Some of the logic for upload size was in Endpoint configuration, some in a wrapper for the Multipart upload plug, and some in the Controller. Ugh.

Enter LiveView uploads … when the LiveView page is loaded, authorization occurs and the stateful websocket connection enters a ‘trusted’ state: the app has confirmed who is on the other end of that connection. Even better, it looks up that user account’s rights: can they upload to this item? (Some users can access, or even edit, but not upload!) What is their file upload allowance? etc. It does this once on websocket setup (the “mount” in LiveView). Based on that information, it then allow_upload/3's all the uploads along with details like max upload size … it can ever vary things like timeouts and data chunk sizes (not that I do in this case).
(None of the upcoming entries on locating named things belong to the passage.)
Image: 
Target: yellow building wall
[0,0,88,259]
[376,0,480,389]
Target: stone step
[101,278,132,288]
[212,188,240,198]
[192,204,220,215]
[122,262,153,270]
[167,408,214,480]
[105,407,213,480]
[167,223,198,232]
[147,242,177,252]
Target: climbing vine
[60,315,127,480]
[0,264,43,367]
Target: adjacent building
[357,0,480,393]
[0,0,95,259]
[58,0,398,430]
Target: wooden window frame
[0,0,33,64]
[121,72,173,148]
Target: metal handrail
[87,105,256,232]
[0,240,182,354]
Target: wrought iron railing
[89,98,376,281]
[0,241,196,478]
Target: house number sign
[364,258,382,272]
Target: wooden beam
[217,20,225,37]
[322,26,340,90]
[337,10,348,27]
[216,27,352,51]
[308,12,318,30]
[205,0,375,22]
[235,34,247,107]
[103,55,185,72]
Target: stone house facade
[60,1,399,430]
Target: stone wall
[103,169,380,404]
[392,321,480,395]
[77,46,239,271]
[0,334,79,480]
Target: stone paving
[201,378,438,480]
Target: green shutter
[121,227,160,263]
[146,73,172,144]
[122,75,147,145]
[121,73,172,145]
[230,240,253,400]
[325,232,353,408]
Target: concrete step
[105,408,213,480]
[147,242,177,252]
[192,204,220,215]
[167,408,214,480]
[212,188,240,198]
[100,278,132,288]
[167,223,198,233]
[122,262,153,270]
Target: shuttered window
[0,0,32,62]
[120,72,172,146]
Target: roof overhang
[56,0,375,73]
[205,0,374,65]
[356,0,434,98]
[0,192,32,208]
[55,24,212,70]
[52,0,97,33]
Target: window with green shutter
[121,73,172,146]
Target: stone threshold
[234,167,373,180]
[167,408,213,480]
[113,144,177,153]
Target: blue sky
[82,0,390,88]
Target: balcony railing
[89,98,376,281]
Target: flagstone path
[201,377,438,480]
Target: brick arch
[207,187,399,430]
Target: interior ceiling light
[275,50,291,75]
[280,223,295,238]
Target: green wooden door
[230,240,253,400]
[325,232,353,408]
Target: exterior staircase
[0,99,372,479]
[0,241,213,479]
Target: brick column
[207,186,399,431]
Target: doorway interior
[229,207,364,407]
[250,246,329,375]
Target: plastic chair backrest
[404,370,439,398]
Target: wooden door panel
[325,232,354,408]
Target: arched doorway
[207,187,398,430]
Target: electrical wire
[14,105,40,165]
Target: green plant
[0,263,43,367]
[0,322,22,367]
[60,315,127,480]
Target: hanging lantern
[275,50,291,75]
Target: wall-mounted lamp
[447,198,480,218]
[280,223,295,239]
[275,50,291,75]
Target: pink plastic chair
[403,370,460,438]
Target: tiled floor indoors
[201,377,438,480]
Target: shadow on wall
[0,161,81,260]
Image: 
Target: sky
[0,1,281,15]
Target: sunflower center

It does this once. And only after authorization (implying authentication) has occurred. Nobody can get at the file upload code, at all, in that app until they have authenticated. There is no public endpoint for it anymore. Instead, it is a function on the server-side that accepts data (or not!) over the stateful websocket connection.

The security surface just dropped from configuration+upload plug+controller accessible to anyone on the Internet, plus a 3rd party javascript library that I also hope isn’t security trash, to a self-contained function that one must first authenticate to before have any access to at all.

It’s more efficient (one time per page, no matter how many uploads, and a smaller page size due to dropping that JS lib and it’s CSS), less things to get wrong (it isn’t spread out everywhere), and has a significantly smaller security surface.

4 Likes

Hiding a spare key nearby is sloppy security work and analogous to committing your keys to github etc. I am not preaching convenience over security, I am preaching a security approach where being open and explicit forces you to consider the security risks and mitigate in a pre-emptive way.

I get what you are saying, and it isn’t wrong, but there is also a reason it is best practice to not expose services one doesn’t need to, such as dropping an SQL server on a public port. The idea is not to rely on obscurity, but to make it harder for the attacker, or even better not giving them a larger security surface to explore.

1 Like

Thank you for the good explanation. :heart:

But doesn’t your example allow for a malicious client to just dump 10GB of file into the un-authenticated socket? What’s to stop them? Is there, like, a load balancer or a reverse proxy that will cut them off before they even get to 1MB if they are not authenticated?